A organização sem fins lucrativos de Casar, Mexicanos Contra a Corrupção e a Impunidade, investiga corrupção e é um alvo regular do desprezo de López Obrador.
O presidente também atacou o governo dos EUA por financiar o grupo, que foi cofundado por um empresário que deixou a organização para formar um movimento de oposição.
Um alto funcionário do governo Biden já havia dito a Salazar que o governo não retiraria o financiamento para a organização, disseram dois funcionários americanos que não estavam autorizados a falar publicamente.
Mas antes da reunião, ele disse a sua equipe que havia suspeitado do grupo e queria investigá-lo.
O embaixador disse ao The Times que acredita que o ativismo de oposição do fundador do grupo “criou a aparência de impropriedade” e disse que “defenderia que o financiamento fosse cortado” se considerasse credíveis as acusações de atividade política.
Na reunião, o Sr. Salazar interrogou a Sra. Casar, questionando se seu grupo estava secretamente envolvido na política. A Sra. Casar, chocada, disse que não, explicando que os auditores do governo dos EUA determinaram repetidamente que o grupo não estava envolvido na política.
“Por que eu deveria acreditar em você?” perguntou então o embaixador, segundo duas pessoas familiarizadas com o encontro que pediram para não serem identificadas por medo de represálias.
“A única prova que tenho é minha palavra”, respondeu Casar. O embaixador disse a ela que “isso não cheira bem”, antes de se levantar abruptamente e interromper a reunião.
Sr.
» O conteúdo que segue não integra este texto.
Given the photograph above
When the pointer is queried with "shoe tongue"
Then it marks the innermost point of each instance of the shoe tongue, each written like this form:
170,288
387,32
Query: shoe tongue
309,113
Salazar disse ao The Times que tinha todo o direito de levantar questões “legais e éticas” com um destinatário de financiamento dos EUA, acrescentando: “Alguém pode lhe dizer muitas coisas que simplesmente não são verdadeiras”.
Gonzalez disse ao The Times que o governo americano continuaria a financiar o grupo de Casar. “A política dos EUA é clara sobre isso”, disse ele.
Todo o capital político que o embaixador tentou construir com o presidente do México não foi suficiente para impedi-lo de fazer uma repreensão humilhante a Biden no mês passado.
Antes de uma importante cúpula regional organizada pelo governo em junho, o presidente mexicano repetidamente criticou os Estados Unidos por não convidar Cuba, Nicarágua ou Venezuela.
Salazar implorou a ele para comparecer, disse um funcionário da Embaixada dos EUA que pediu anonimato para evitar represálias, mas López Obrador continuou ameaçando boicotar o evento, e uma onda de países seguiu o exemplo.
Em um último esforço diplomático, o embaixador fez uma visita ao local religioso mais importante do México, um santuário à Virgem de Guadalupe, um dia antes do início da cúpula.
“Rezo na Basílica à Padroeira das Américas para elevar nossos líderes a traçar uma nova era transformadora para as Américas e o relacionamento EUA-México”, disse. Sr. Salazar postou no Twitter.
O Sr. López Obrador desistiu oficialmente do evento no dia seguinte.